Nav: Home

Why did home runs surge in baseball? Statistics provides twist on hot topic

July 22, 2018

Around the middle of the 2015 season, something odd started happening in Major League Baseball (MLB): Home runs surged. They surged again in 2016, from the previous year's 4,909 to 5,610, and then again in 2017 to an all-time high of 6,105.

What was going on? For a stats-mad sport, the mystery was irresistible. There was the theory of the "Juiced Ball." Some subtle, possibly unintentional change in the manufacturing process had given balls just enough extra bounce to change history. Then there was the batter approach theory, which speculated that just a little bit more of an uppercut swing--perhaps in part due to defensive shifts--was giving the ball extra lift. Maybe batters were just cranking it as hard as they could and going for home runs given this shift to stronger defensive tactics?

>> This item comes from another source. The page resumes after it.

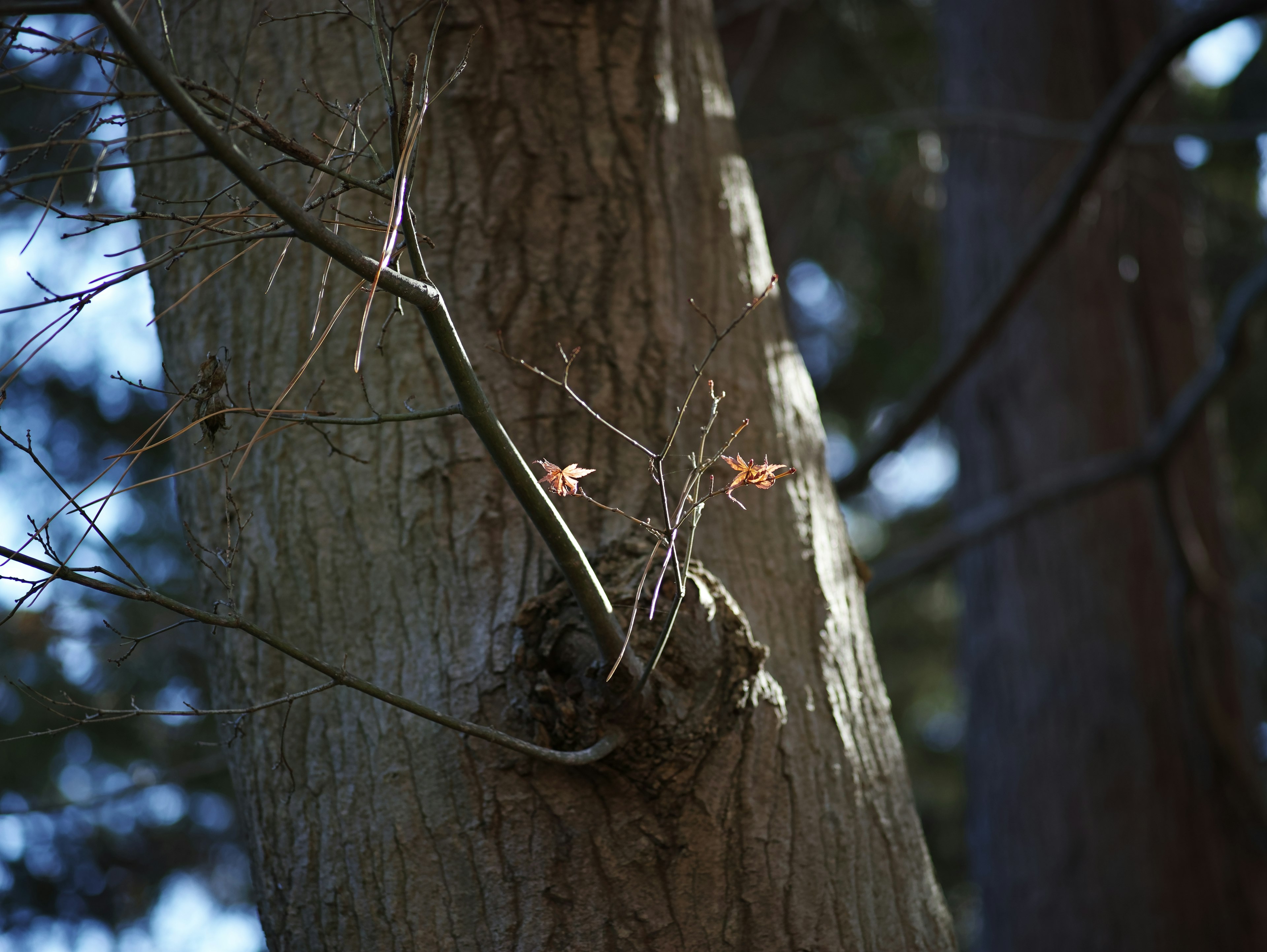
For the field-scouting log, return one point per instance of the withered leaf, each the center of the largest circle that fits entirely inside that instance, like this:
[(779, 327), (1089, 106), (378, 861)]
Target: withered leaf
[(763, 476), (563, 481)]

And then there was a massive investigation requested by the MLB commissioner, who asked 10 scientists to find out what was going on. They tested a lot of balls and concluded it was a case of reduced drag combined with the launch angle of the ball coming off the bat.

But Jason Wilson, a statistician at Biola University in Southern California, has a different explanation. The poorer the pitch, the easier it is to whack a home run--and the quality of pitching between 2015 and 2017 had gotten worse if you broke a pitch down into measurable components and then measured pitching quality over time. Wilson called this measure "Quality of Pitch" (QOP).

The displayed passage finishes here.